L’homme l’avait connue quelques jours plus tôt alors qu’elle conduisait le scooter enfin offert par ses parents. De sa jeep, l’officier avait demandé à son chauffeur de s’enquérir auprès de cette fille en mini-jupe, cheveux au vent, de son numéro de téléphone, comme il l’aurait fait avec une pute. Elle s’était affolée, était tombée, s’était blessé un genou. L’officier l’avait ramenée chez ses parents. Il était médecin et avait confectionné un pansement, puis était revenu les jours suivants pour le renouveler.

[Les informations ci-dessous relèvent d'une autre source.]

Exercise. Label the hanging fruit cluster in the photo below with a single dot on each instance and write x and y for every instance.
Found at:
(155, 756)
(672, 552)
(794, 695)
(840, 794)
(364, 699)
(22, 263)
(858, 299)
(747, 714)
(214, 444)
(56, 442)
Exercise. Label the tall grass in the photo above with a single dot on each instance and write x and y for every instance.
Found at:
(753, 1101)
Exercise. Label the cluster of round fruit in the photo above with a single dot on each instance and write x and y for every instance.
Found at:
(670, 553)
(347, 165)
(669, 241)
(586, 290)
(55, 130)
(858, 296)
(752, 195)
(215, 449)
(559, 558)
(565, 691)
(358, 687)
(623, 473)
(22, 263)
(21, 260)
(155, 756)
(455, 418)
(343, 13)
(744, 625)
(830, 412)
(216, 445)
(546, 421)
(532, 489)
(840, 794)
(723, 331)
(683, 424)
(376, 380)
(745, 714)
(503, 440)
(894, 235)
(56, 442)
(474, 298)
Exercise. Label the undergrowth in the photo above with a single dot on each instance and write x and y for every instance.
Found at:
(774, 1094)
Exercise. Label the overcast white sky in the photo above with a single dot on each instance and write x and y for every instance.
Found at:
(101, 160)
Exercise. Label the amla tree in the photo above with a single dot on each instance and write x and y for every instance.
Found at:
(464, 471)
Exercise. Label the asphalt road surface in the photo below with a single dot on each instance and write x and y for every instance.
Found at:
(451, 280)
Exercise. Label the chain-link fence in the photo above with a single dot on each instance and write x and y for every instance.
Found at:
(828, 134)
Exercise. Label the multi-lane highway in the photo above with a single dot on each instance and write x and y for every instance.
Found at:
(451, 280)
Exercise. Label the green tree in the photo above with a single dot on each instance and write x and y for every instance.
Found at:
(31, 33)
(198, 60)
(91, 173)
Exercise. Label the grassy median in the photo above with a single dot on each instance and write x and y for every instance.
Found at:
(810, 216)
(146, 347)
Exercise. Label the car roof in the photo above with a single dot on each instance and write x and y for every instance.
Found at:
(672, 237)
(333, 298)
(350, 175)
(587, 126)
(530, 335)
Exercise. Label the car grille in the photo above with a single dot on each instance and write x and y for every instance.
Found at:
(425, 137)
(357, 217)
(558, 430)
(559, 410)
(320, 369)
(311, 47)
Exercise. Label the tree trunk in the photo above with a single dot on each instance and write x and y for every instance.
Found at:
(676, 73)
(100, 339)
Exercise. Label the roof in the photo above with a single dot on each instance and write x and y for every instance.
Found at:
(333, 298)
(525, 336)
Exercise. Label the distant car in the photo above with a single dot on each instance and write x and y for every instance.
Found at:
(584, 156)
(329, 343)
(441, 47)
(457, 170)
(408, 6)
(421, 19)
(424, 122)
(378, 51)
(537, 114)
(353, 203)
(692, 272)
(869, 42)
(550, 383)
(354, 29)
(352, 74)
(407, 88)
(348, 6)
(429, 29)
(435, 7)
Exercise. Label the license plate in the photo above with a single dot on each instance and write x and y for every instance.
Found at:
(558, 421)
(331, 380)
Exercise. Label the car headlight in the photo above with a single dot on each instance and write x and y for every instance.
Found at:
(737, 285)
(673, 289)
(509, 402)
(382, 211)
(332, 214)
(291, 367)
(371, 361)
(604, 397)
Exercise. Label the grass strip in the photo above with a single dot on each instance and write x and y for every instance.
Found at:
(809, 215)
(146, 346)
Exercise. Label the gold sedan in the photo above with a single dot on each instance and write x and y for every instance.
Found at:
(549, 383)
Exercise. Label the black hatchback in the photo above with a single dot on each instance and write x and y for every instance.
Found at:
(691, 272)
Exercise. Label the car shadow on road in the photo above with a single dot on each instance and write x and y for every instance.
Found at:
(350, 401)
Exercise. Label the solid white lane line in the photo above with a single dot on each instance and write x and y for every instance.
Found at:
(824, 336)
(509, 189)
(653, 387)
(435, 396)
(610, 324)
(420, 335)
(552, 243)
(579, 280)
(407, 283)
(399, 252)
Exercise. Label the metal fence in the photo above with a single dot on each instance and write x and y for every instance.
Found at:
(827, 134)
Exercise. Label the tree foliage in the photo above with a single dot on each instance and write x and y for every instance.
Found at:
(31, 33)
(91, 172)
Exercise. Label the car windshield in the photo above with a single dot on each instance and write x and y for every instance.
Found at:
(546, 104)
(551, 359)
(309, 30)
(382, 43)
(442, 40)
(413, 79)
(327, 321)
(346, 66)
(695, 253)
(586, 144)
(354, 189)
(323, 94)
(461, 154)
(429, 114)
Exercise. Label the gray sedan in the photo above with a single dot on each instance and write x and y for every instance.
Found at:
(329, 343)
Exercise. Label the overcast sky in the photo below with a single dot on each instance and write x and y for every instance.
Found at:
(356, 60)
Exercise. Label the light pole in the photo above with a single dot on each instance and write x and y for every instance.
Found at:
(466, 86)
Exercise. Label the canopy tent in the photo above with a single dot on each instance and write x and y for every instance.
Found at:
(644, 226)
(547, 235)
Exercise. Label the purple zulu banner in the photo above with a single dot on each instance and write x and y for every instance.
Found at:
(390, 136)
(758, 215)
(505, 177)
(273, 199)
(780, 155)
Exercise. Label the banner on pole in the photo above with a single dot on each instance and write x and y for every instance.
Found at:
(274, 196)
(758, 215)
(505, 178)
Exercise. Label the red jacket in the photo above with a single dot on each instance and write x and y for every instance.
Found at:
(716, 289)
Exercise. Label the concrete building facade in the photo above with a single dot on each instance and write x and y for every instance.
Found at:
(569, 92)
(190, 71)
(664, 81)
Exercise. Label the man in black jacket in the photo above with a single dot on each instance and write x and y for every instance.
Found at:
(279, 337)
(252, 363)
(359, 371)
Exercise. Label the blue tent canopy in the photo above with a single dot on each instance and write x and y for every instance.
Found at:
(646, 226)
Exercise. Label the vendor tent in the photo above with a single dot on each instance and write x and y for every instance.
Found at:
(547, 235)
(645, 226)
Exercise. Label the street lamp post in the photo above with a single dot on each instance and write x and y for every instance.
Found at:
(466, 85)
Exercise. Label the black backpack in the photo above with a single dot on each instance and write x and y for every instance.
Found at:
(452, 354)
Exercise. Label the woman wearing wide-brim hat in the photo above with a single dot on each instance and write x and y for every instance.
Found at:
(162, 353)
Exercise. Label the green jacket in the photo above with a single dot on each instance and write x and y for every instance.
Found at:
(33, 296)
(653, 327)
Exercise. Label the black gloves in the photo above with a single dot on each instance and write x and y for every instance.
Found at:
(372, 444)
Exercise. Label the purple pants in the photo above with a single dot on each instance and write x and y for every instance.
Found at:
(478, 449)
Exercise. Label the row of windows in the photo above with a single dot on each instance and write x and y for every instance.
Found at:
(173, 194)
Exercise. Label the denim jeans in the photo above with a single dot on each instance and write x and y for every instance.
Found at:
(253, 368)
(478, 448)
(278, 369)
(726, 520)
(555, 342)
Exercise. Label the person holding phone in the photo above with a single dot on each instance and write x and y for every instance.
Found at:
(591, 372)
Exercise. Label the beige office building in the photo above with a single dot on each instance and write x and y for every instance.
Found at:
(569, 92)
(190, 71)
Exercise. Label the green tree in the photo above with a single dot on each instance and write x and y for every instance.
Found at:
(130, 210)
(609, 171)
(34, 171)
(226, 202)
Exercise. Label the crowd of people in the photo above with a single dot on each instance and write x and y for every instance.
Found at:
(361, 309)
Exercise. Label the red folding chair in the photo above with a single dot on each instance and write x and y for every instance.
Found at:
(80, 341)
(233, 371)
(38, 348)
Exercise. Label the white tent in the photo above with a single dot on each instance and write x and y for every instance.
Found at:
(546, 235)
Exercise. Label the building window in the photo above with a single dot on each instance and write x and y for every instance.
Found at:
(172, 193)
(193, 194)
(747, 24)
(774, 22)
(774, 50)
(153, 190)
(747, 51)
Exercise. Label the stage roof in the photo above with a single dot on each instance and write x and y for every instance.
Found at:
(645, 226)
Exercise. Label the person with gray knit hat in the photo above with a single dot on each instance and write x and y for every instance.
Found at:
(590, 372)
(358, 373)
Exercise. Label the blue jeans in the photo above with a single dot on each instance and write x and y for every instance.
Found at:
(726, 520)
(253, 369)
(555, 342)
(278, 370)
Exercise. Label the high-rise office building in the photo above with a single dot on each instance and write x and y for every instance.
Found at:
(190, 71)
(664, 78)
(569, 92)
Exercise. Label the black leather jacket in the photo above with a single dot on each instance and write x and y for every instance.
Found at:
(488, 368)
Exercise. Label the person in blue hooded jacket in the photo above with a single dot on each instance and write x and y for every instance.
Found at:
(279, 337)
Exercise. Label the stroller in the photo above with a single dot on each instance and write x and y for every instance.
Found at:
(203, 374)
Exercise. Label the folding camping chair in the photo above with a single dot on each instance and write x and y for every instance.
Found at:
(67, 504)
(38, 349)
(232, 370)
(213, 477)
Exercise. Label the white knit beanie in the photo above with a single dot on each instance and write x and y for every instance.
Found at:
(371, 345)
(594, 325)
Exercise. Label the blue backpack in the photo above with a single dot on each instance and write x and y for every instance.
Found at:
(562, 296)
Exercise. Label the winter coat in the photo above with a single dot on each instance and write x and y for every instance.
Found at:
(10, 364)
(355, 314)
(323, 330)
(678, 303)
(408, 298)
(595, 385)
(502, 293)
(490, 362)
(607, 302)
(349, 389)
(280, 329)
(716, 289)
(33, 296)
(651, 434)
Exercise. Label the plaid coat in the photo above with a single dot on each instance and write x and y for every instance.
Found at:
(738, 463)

Puis il y avait eu le pavillon de la peste. Si son père l’avait appris, il l’aurait tuée. Elle a revu l’homme, vingt ans plus tard, en Californie.

L’histoire du père, francophone, francophile, fin lettré et magistrat, est un roman à lui tout seul. Mariage de convenance à vingt ans avec une jeune fille riche, choisie par ses parents, qui attendaient que le gendre reprît les immenses exploitations de canne du delta.  Ils lui reprochèrent toujours d’avoir préféré le droit et la justice. Etait née une première fille, puis deux fils. Le père était parti pour Paris afin de terminer sa formation universitaire. Sa femme, qui ne parlait pas un mot de français, ne l’avait pas suivi. A Paris, il avait découvert la vie facile, les femmes, et commencé à se désintéresser de ses études. Il vivait avec une française de petite vertu, qui venait de lui donner une fille, Lydie, aussitôt remise à l’assistance publique.

Avait alors surgi, à Paris, sa femme vietnamienne, parvenue jusque-là sans toujours parler un mot de français. Elle avait récupéré son mari, vivant avec lui dans des conditions précaires, l’obligeant à reprendre et terminer ses études, puis l’emmenant à Saïgon. Toute sa vie, la mère n’a cessé de faire payer au père son incartade de jeunesse. Toute sa vie, elle a distillé le fiel, l’amertume, à l’égard de ses enfants comme de son mari. Et toute sa vie l’homme a supporté, stoïque, se réfugiant dans l’écriture de romans en vietnamien et de poèmes en français ainsi que d’une histoire du théâtre traditionnel vietnamien qui fait, aujourd’hui encore, autorité.

A la mort de son père, Camtu s’est convertie au bouddhisme, elle qui apprenait le catéchisme au couvent des Oiseaux. Dans sa maison californienne, un autel est élevé à son père, pour lequel elle allume chaque soir un bâton d’encens tandis qu’un projecteur éclaire un petit Bouddha d’albâtre.

Un mot encore de ses deux frères, Gilles et Guy. Ils portent un nom français parce que, dans les années soixante, le père les avait poussés sur un bateau clandestin. A leur arrivée à Hong-Kong, ils avaient déclaré être les enfants d’un couple français. L’un et l’autre sont restés en France, complètement francisés. Guy est haut fonctionnaire au ministère de l’Agriculture. Leurs parents les ont rejoints à la chute de Saïgon, en 1975.